Google dominates internet searches, monopolizing global access to information in an almost unprecedented way. Quartz reported Google handles around two thirds of all web search queries. That’s completely antithesis of democratized internet freedom. So Presearch plans to launch a beta decentralized search engine in September, which could be fully operational  by the end of the year. Pape described it as more like Wikipedia than Bing.

“The users who are running it will basically act as the web crawlers,” Pape explained. “They will basically put a portion of the index on their machines. To put it in basic terms, we’re distributing the processing power needed to run the search engine.” The Presearch ICO has raised $5 million so far, according to Pape.
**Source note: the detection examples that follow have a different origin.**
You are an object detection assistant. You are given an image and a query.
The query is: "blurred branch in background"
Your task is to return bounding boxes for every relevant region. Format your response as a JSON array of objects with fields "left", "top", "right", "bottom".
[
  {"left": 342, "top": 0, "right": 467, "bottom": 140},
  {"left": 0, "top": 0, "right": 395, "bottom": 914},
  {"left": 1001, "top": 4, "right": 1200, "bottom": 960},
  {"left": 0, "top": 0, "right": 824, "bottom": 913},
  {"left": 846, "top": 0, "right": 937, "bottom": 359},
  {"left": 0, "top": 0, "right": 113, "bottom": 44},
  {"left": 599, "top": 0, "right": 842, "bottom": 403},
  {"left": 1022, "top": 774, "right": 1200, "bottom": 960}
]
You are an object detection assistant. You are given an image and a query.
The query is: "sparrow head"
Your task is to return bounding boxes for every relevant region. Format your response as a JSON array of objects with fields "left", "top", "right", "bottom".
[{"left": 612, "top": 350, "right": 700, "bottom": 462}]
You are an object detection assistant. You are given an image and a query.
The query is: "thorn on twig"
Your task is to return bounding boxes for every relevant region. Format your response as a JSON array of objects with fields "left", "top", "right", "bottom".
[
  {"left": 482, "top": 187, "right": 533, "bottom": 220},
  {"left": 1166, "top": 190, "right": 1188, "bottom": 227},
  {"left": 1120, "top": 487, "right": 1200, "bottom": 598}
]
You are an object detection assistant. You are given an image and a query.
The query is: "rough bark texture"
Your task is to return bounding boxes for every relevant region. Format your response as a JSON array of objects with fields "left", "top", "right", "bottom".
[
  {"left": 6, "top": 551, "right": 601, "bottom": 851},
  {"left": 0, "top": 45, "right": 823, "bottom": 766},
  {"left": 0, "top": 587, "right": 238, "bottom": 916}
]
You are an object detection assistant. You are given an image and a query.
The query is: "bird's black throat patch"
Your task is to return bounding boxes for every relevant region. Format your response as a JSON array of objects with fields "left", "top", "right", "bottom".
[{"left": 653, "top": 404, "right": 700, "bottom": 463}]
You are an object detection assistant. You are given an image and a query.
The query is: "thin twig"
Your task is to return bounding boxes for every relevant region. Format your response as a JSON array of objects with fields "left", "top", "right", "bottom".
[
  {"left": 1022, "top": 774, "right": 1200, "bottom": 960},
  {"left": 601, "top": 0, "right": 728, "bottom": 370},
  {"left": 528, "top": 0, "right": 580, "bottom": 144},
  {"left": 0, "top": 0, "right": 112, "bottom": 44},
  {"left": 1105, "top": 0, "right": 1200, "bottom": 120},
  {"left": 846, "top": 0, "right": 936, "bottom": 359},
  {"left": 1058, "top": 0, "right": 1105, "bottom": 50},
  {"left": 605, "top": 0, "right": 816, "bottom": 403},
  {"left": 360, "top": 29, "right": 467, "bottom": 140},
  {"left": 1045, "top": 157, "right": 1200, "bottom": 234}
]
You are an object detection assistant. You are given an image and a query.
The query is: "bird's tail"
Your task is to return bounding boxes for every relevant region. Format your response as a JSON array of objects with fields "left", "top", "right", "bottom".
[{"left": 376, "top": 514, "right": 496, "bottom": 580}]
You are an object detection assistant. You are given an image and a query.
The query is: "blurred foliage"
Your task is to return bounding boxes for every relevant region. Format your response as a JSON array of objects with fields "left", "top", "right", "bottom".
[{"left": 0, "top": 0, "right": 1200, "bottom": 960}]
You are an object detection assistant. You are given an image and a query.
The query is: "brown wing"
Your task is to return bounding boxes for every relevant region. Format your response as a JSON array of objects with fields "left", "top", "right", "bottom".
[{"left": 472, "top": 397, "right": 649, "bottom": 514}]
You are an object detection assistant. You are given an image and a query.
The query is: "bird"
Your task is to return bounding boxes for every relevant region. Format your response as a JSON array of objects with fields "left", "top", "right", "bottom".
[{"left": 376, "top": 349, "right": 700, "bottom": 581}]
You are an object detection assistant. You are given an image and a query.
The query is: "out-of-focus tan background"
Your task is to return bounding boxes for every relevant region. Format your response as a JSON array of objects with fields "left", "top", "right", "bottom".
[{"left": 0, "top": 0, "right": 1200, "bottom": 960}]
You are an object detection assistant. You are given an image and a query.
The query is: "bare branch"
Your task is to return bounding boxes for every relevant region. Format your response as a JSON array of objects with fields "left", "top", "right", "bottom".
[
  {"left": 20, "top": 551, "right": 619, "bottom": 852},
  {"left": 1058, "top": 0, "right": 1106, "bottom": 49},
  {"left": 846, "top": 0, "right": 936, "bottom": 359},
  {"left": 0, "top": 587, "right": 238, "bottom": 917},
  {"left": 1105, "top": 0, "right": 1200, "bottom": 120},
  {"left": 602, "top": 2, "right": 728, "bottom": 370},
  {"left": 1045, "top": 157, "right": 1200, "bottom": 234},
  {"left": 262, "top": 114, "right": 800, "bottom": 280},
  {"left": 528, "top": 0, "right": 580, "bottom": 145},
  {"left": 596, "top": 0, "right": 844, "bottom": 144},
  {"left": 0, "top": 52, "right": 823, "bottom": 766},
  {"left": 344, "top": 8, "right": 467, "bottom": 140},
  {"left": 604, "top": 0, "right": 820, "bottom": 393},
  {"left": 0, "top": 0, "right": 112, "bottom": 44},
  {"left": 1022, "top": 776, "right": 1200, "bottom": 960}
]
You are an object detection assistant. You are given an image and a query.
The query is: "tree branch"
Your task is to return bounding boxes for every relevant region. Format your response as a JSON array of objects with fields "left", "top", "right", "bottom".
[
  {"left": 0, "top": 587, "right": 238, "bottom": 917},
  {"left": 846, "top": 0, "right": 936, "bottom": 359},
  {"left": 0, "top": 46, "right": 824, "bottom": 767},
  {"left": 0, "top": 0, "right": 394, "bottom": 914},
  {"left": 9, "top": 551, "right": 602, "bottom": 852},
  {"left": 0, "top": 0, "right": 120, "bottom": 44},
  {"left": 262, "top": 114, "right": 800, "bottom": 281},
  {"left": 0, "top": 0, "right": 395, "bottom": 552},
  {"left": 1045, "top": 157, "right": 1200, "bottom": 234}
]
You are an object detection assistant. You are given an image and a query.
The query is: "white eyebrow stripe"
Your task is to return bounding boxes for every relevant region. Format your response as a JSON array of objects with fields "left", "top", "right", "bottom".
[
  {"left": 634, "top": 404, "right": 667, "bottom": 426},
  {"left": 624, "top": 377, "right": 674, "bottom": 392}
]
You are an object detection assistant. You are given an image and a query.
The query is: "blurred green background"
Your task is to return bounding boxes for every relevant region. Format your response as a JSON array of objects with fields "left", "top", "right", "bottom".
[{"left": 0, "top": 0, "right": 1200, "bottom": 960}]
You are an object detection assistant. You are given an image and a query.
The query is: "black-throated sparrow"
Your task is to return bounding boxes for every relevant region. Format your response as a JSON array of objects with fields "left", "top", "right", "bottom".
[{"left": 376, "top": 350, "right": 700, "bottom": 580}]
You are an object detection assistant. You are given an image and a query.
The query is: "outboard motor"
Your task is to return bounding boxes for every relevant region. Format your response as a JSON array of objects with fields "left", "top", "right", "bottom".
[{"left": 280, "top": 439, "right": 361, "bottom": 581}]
The tokenized fundraising campaign will continue until around the end of September.

These PST tokens will incentivize people to contribute to the peer-run search engine. Tokens can be cashed in for advertising, similar to Google ads but without the tracking and monitoring. Plus, users will receive small cryptocurrency payments just for viewing these advertisements. Splitting revenue between contributors and consumers is the opposite of what most tech companies do today. “Google and other advertising companies or search engine providers treat you like the product. They are kind of monetizing you. We wanted to be really clear with what is advertising and what is not,” Pape said. “The premise behind the whole concept is open and transparent.”

All things considered, cryptocurrency and blockchain technologies are a crucial part of a wider shift towards decentralization. Many of these bitcoin-loving idealists aren’t just griping about powerful institutions while swapping tokens among themselves. They are building replacements. Decentralized technologies are attracting more funding, which could turn these dreams into reality much sooner than experts previously predicted. “We’ll see a massive explosion of innovation,” Shea said. “Especially in the software sector. We believe it will be heavily accelerated.”